Et cela n'est pas non plus soutenu par un système de compétences très profond : tout le gameplay de Persona 5 a été ici réduit à sa plus simple expression. On fusionne des entités entre elles pour en créer de plus puissantes (un classique de la série), on les équipe comme des objets magiques, et basta, voici vos compétences annexes activées. Le problème, c'est qu'ici, il suffit de fusionner des Personas assez bourrines entre elles pour créer une armée de tanks quasiment invincibles, puisque les ennemis n'ont plus d'affinités élémentaires. Que vous construisiez un build glace, foudre ou psy n'a plus grande importance : tout fonctionne, pour peu que vous mettiez le paquet sur le renforcement de votre équipe. Alors, on se contente d'équiper les éléments du plus haut niveau, les meilleures armes disponibles dans la boutique, et pouf, c'est gagné.
Je retiendrai tout de même de ce gameplay un peu décevant une idée intéressante. Une fois qu'un ennemi a été mis à terre, il est possible de jouer une attaque supplémentaire. Mais l'on peut également lancer une super offensive qui atteint tous les personnages adverses situés dans un triangle constitué par les positions des trois combattants alliés. Cela pousse à explorer un peu le level design pour créer les aires d'attaque les plus grandes possibles. Là encore, l'idée n'est pas poussée très loin, car la technique est tout simplement si puissante qu'elle permet de rouler sur le jeu presque à tous les coups. On s'arrange alors toujours un peu de la même manière : en faisant un gros triangle avec des personnages surpuissants et en dégommant tout d'un coup. C'est satisfaisant, mais répétitif à la longue.

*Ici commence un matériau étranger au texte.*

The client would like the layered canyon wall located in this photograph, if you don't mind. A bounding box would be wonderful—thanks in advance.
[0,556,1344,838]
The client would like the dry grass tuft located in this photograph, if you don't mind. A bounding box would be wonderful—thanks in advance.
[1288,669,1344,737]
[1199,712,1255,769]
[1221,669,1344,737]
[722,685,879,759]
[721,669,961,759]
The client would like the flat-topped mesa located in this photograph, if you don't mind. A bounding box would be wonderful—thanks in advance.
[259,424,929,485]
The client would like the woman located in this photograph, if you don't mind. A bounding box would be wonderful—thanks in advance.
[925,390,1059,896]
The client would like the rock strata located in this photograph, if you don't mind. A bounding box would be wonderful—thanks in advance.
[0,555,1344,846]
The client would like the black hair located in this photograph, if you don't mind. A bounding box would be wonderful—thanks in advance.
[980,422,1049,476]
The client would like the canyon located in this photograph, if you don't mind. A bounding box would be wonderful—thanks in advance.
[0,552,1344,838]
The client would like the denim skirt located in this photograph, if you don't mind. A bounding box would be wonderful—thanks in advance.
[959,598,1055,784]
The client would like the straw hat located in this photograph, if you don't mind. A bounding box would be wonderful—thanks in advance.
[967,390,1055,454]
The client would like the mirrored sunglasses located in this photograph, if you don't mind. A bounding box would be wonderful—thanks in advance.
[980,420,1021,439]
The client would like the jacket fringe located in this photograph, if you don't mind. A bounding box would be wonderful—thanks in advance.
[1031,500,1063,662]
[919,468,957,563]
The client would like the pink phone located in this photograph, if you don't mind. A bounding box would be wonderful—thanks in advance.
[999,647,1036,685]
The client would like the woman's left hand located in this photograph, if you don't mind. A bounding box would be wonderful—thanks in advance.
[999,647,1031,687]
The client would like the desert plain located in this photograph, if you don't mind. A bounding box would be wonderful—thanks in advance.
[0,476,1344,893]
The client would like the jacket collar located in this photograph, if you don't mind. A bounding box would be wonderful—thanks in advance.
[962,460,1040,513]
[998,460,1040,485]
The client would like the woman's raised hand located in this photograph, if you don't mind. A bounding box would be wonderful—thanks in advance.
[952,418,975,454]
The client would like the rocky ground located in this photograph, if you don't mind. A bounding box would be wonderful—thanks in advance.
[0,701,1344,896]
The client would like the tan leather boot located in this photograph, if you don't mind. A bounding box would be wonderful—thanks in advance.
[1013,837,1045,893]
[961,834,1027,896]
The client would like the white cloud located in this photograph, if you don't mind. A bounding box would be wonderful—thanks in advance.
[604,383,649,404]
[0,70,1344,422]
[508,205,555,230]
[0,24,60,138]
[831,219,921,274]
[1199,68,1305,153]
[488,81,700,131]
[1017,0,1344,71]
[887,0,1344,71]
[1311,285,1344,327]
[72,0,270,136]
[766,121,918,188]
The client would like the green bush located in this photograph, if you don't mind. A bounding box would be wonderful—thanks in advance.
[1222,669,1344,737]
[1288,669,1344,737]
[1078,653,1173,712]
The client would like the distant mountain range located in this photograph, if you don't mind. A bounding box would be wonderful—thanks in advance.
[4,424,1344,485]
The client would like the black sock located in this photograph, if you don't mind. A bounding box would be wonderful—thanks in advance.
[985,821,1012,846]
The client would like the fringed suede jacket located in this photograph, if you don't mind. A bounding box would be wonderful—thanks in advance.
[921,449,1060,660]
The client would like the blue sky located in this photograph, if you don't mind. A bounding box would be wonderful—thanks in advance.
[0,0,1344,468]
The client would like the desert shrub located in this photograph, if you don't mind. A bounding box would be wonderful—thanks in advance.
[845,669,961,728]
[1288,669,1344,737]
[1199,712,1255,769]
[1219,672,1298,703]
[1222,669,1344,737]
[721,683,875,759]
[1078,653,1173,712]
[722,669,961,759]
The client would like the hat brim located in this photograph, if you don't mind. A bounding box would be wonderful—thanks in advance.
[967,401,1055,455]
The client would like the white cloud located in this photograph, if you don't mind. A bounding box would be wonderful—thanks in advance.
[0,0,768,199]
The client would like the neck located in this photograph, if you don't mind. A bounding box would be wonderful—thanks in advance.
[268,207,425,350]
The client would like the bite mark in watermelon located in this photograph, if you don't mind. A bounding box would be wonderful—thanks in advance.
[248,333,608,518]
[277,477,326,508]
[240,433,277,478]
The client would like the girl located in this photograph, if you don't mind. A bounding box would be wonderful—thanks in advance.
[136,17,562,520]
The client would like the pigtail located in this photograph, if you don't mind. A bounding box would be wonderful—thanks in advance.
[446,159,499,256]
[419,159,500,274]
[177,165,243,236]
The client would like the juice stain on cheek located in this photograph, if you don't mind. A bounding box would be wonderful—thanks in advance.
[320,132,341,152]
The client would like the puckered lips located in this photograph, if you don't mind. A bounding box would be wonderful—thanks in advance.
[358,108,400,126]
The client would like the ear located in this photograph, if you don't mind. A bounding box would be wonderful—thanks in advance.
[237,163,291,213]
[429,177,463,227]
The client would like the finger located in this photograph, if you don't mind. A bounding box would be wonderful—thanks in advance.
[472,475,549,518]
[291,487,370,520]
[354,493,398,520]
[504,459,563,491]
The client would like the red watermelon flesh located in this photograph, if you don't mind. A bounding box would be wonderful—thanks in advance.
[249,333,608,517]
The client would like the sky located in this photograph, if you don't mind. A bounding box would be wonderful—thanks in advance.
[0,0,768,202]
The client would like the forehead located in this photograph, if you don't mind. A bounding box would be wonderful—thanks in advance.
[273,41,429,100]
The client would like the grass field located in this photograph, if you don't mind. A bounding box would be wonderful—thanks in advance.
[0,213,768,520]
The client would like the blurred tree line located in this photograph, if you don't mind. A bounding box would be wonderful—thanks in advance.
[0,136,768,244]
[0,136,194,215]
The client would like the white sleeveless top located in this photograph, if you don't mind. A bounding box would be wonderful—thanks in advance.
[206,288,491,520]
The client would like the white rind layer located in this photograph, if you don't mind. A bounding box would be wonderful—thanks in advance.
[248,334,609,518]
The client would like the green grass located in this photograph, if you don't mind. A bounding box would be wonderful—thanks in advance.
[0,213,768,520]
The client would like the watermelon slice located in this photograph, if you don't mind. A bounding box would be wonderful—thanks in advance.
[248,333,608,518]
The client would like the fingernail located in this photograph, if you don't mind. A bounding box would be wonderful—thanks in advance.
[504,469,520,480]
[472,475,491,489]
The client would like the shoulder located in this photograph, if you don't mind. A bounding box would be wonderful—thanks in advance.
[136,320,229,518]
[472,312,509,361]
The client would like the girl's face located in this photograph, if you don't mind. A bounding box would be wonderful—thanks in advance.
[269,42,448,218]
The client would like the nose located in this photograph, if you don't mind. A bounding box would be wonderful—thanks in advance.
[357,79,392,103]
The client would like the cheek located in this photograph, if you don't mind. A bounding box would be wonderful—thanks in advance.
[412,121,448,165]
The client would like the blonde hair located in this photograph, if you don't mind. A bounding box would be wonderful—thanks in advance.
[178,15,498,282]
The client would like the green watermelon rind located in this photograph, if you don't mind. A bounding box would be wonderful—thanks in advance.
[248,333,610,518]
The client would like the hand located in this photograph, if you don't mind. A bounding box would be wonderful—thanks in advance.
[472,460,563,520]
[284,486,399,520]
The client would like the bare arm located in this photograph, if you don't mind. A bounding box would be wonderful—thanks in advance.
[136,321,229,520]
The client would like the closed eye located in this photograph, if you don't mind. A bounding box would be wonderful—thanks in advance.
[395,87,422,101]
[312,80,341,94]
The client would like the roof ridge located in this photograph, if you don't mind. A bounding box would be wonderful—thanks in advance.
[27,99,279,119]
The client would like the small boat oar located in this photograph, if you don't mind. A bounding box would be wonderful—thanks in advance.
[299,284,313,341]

Persona 5 Tactica a été testé sur Nintendo Switch via une clé fournie par l'éditeur. Le jeu est également disponible sur PC, PlayStation 4 et 5 et sur les consoles Xbox.
Loin d'être un spin-off déshonorant, Persona 5 Tactica demeure une expérience assez imparfaite, qui multiplie les petites idées amusantes sans les pousser très loin. Clairement conçu pour les gros amateurs de la série davantage que pour les aficionados de RPG tactiques, il a au moins le mérite d'être un joli moment de fan service respectueux de sa licence. On en retiendra, et c'est déjà bien, quelques scènes cinématiques impressionnantes, des dialogues marrants et le personnage d'Erina, qui apporte un vent de fraîcheur à un groupe de héros fatigués. On espère en avoir fini pour de bon avec les Phantom Thieves et on a hâte de découvrir le prochain casting concocté par les équipes d'Atlus.
Les + | Les - |
- S'insère assez bien dans l'univers de Persona 5 | - La dimension tactique est faiblarde |
- Des idées intéressantes... | - ... mais très peu creusées |
- Design et ergonomie toujours très élégants | - La deuxième partie de l'aventure est très en-deçà |
- Erina est un très bon personnage | - Le level design se renouvelle trop peu |
zalifalcam
J'aime les jeux double A, les walking simulateurs prétentieux et les JRPG, et plutôt que de me soigner, j'écris à leur propos.